Defense remains a problem, but Parsons was always better on the ball than off it -- he tends to freeze guarding screeners on the pick-and-roll. But he's a smart player who could show improvement in an environment that holds players accountable for their actions. 

Richard Jefferson and Greg Smith

Richard Jefferson, come on down! The 34-year-old is actually not totally washed up, and is quietly coming off a Comeback Player of the Year worthy season with the Utah Jazz. In 78 starts, he shot 40.9 percent from the three-point line and 49.1 percent from the corner, and nearly half his total shot attempts were from beyond the arc, too, which is exactly what Carlisle will ask of him. Jefferson can't create off the dribble quite like Carter did, but who knows? Maybe the NBA's own Shangri-La will draw stuff out even he didn't know was there.

Greg Smith is a huge dude whose had unfortunate injury issues the last couple years. But when healthy, he's an efficient scorer near the basket (his dunks hurt people) with gigantic hands and fantastic rebounding technique. Smith's picks crush bones, and on defense he can provide competent backup minutes at an affordable price. 

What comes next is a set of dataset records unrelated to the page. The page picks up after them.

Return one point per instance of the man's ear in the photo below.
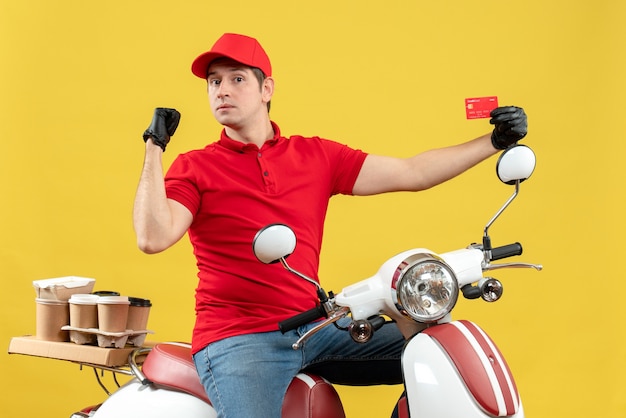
(267, 90)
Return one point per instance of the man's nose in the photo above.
(222, 89)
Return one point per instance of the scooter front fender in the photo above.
(134, 400)
(456, 370)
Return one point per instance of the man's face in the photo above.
(235, 95)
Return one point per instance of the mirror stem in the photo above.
(486, 239)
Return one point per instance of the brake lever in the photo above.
(490, 267)
(332, 318)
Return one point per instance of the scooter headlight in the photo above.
(424, 287)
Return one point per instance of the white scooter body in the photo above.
(451, 369)
(452, 373)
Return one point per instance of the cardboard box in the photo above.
(30, 345)
(62, 288)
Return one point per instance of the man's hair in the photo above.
(260, 75)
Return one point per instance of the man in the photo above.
(253, 176)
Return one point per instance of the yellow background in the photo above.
(79, 80)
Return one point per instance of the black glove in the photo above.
(511, 125)
(164, 124)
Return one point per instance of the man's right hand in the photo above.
(163, 125)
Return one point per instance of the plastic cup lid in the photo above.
(50, 301)
(139, 302)
(84, 299)
(113, 300)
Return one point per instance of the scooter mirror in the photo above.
(274, 242)
(516, 163)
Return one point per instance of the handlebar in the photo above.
(505, 251)
(302, 319)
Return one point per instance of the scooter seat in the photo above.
(308, 395)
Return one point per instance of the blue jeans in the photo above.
(247, 376)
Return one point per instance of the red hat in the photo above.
(240, 48)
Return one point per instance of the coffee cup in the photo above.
(84, 315)
(138, 312)
(113, 313)
(51, 315)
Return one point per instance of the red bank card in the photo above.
(480, 107)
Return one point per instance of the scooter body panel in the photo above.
(134, 400)
(453, 370)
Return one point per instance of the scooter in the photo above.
(451, 368)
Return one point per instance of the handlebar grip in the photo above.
(505, 251)
(301, 319)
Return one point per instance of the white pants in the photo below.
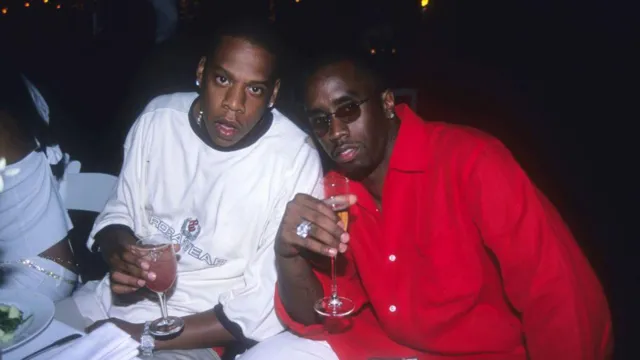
(67, 312)
(19, 276)
(289, 346)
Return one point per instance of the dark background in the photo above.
(552, 79)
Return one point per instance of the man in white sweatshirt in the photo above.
(213, 171)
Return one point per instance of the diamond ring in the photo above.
(303, 229)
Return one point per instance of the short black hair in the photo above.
(255, 30)
(362, 61)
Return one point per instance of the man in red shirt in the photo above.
(452, 252)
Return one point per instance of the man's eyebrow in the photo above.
(227, 73)
(348, 97)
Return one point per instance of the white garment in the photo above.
(107, 342)
(32, 214)
(224, 208)
(19, 276)
(290, 346)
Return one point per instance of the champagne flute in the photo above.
(159, 253)
(336, 188)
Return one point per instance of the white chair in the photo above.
(85, 191)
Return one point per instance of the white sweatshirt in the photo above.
(224, 208)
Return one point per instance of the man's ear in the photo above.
(388, 103)
(274, 94)
(200, 70)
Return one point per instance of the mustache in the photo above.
(226, 122)
(341, 147)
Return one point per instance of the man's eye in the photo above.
(222, 80)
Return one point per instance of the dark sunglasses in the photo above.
(346, 113)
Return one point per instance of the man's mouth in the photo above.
(225, 130)
(345, 154)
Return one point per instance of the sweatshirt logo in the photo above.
(191, 229)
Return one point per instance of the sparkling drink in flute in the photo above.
(159, 253)
(336, 189)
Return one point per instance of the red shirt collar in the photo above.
(413, 134)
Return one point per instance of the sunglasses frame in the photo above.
(329, 117)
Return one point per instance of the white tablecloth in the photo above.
(56, 330)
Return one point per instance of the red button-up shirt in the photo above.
(466, 260)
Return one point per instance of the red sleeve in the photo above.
(546, 277)
(348, 285)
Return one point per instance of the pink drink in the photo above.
(162, 262)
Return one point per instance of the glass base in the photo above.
(165, 327)
(334, 306)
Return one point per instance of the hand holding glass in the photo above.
(335, 190)
(159, 253)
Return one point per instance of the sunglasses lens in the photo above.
(348, 113)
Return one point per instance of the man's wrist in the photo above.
(147, 342)
(113, 236)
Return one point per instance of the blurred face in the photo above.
(237, 88)
(349, 118)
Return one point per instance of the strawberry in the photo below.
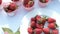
(33, 24)
(15, 0)
(12, 6)
(46, 0)
(38, 31)
(51, 20)
(46, 30)
(32, 19)
(52, 25)
(42, 21)
(9, 11)
(55, 31)
(0, 2)
(40, 26)
(38, 17)
(30, 30)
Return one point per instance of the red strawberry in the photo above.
(47, 1)
(52, 25)
(15, 0)
(55, 31)
(38, 17)
(40, 26)
(33, 24)
(51, 20)
(0, 2)
(32, 19)
(46, 30)
(9, 11)
(38, 31)
(12, 6)
(30, 30)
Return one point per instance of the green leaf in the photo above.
(18, 32)
(7, 30)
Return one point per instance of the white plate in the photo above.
(26, 19)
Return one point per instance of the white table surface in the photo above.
(53, 10)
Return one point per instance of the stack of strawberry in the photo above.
(28, 3)
(38, 23)
(10, 8)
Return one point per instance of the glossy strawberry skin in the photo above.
(51, 25)
(9, 11)
(33, 24)
(30, 30)
(15, 0)
(12, 6)
(47, 0)
(28, 5)
(55, 31)
(0, 2)
(46, 30)
(38, 31)
(51, 20)
(40, 26)
(38, 17)
(33, 19)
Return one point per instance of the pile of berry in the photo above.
(38, 23)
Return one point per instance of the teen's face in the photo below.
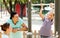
(15, 18)
(50, 16)
(9, 29)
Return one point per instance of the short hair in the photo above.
(12, 14)
(5, 26)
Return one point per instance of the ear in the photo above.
(0, 35)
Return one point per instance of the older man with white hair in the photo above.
(45, 31)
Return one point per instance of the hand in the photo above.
(41, 6)
(24, 28)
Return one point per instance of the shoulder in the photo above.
(9, 20)
(0, 35)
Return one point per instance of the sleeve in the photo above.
(8, 21)
(43, 19)
(21, 21)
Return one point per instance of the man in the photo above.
(45, 31)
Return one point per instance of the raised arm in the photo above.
(40, 14)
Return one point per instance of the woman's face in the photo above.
(15, 18)
(50, 16)
(9, 29)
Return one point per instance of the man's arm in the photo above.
(40, 14)
(24, 27)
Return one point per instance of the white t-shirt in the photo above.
(4, 36)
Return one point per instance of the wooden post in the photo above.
(35, 34)
(57, 16)
(24, 34)
(38, 33)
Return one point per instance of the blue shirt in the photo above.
(18, 24)
(46, 28)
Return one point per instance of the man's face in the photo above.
(50, 16)
(15, 18)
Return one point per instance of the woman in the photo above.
(45, 31)
(17, 25)
(6, 30)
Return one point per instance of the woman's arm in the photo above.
(40, 14)
(24, 27)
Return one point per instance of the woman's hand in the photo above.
(14, 30)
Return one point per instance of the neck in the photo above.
(6, 32)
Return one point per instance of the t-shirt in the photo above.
(5, 36)
(46, 28)
(18, 25)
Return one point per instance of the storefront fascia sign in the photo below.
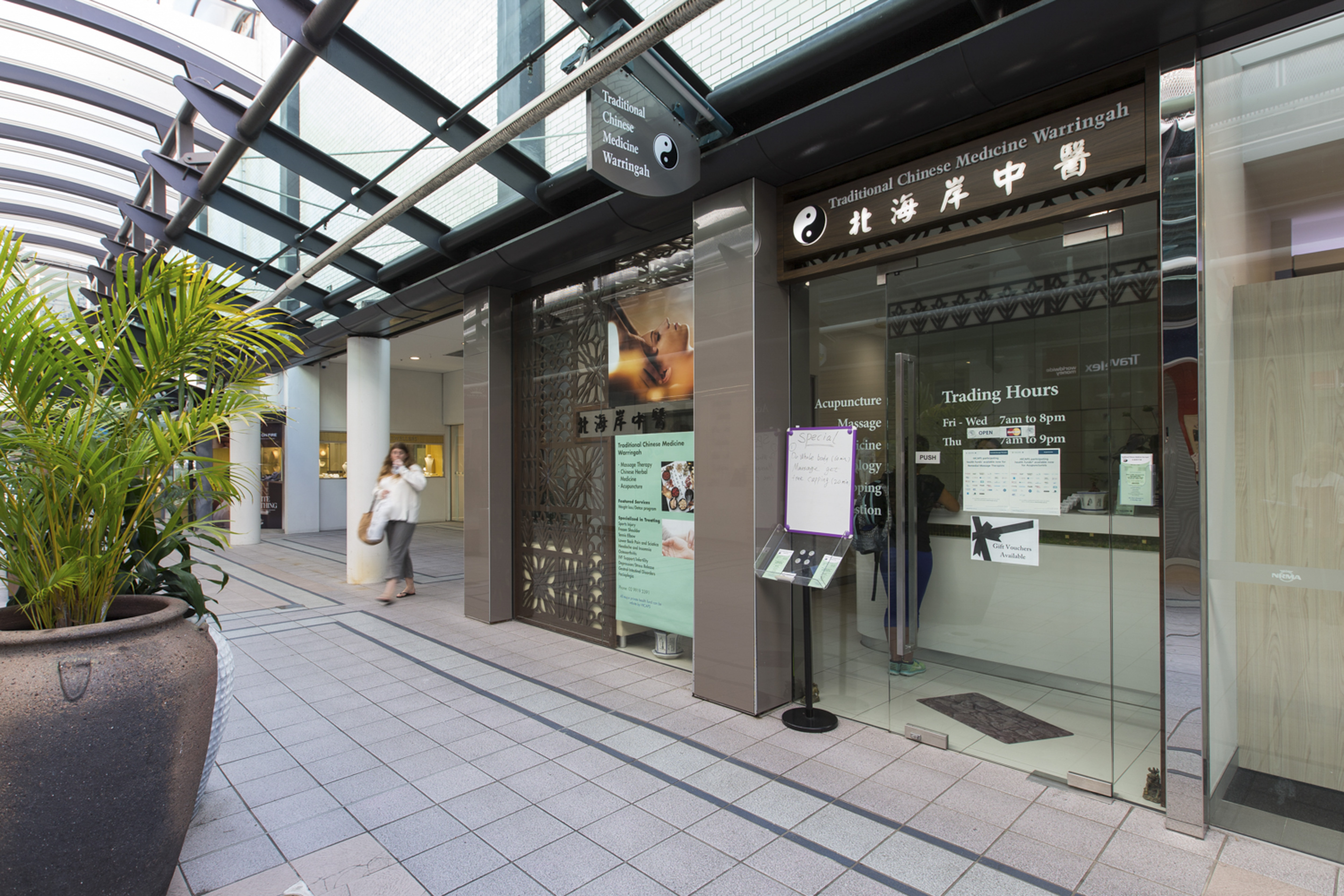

Both of these players were signed to veteran minimum deals (they made an effort to bring Rashard Lewis into the fold as well, but voided his contract after learning he needed knee surgery), and they'll do their best to replace pricier pieces like Carter and (possibly) Shawn Marion. That's a good dose of veteran leadership, shooting (something they'll also miss from the departed Calderon) and defense that Dallas will lose out on, but their overall overhaul definitely makes them a better team. 

The Mavs could still use some point guard depth, and have the room mid-level exception to splurge on someone like Jameer Nelson, Mo Williams or Jordan Crawford. That position isn't a deal breaker for their championship hopes, though -- not with Ellis handling the ball as much as he does, and Parsons looking to play a little point this season. Raymond Felton is somehow still in Texas, and if any situation is conducive to him playing like a basketball player it's this one. 

Dallas' roster isn't perfect. Its defense probably won't be in the top-10 at any point next season, and health is a major concern for several key pieces who are long past their 30th birthday. But if everyone's on the same page come April, with Dirk able to log 35 minutes a game, Parsons reaching his All-Star potential and Ellis continuing to pin-ball his way to the rim at will, this offense will be one of the NBA's toughest to stop; at times, it'll teeter on unguardable.  

Do they have enough to get through the Western Conference? Maybe. But the mere thought that we're even asking that question right now is a testament to the fantastic job Dallas has already done rebuilding its team.